From 1949 until 2013, including the entire time I was practising, we essentially had a system of equal family justice in this country. No matter how poor you were, the state would ensure that you had access to proper legal advice and representation. All that was swept away on 1 April 2013, when the Legal Aid, Sentencing and Punishment of Offenders Act 2012 (LASPO) abolished legal aid for most private law family matters.
How were those who could no longer access a lawyer to manage? Well, the government pretty much left them to their own devices. They were told to go to mediation, but that is of no use if, as is often the case, the other party is not prepared to cooperate. In any event, mediation, as we have seen, is often unsuccessful, and obviously mediators cannot provide the parties with advice. The options for the less well off litigant to obtain advice are extremely limited: free advice, which is usually of a very basic general nature and does not normally extend to assistance in court, or perhaps the use of a McKenzie friend or other ‘pseudo lawyer’. The problem with McKenzie friends and others is that they are not regulated, and the litigant does not know what they are getting.
I’m not practising, so I don’t see the effects of LASPO first hand, but a judgment handed down by the President last week provides an insight into just what litigants who can’t afford representation may be faced with. Re Baggaley concerned a man who put himself forward as a McKenzie friend and acted on behalf of a mother in private law proceedings in the Leicester County Court, in particular an appeal by the mother against an order of the District Judge.
What were Mr Baggaley’s qualifications to act for the mother? Well, his previous employment was as a bouncer in public houses and clubs. He admits to having used quite a few aliases, which he changes every now and then. He has a criminal record, including serving a number of prison sentences for offences of both dishonesty and public disorder, and he has no relevant professional training or qualifications. The judgment does not say whether he had any insurance, but I will leave you to draw your own conclusion on that point.
The case revolved around two civil restraint orders made against Mr Baggaley, and his attempts to have them set aside. The first civil restraint order was imposed to prevent him from issuing any further court applications, after he had made a number of applications that were totally without merit. The second order was made to prevent him from acting as a McKenzie friend in any family proceedings, after he had aggressively faced up to the father’s counsel in the courtroom corridor and had generally behaved in an inappropriate fashion for a McKenzie friend.
Considering the applications to set aside the civil restraint orders, the President did set aside the first order, but extended the second one indefinitely.

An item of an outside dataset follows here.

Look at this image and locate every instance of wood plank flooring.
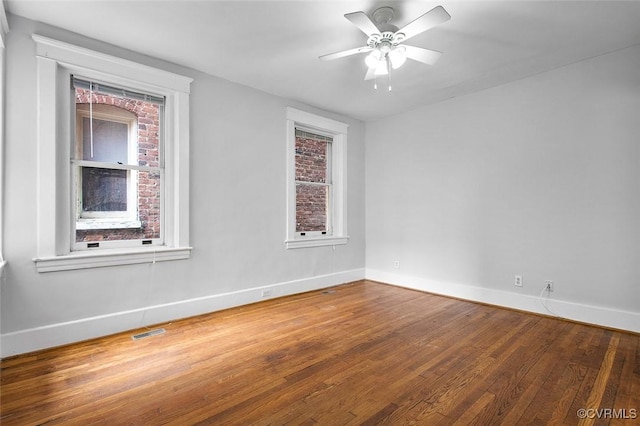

The case may even be slightly amusing to some, but it has a real victim: the mother who instructed him. As Judge Bellamy, who made the second civil restraint order said: “Mr Baggaley has served this mother very badly … she has in truth been nothing more than a puppet in his hand. Mr Baggaley is not an asset to a litigant in person. He is a serious hindrance.” The mother’s appeal was withdrawn.
Now, I’m not saying that Re Baggaley is typical of what now faces litigants who cannot afford lawyers – as I have said here previously, there are some very good McKenzie friends out there – but it does give an indication of how they can fall victim to incompetents and charlatans. The government has created second class litigants who have to face these risks, and the really worrying thing is that it doesn’t seem to care.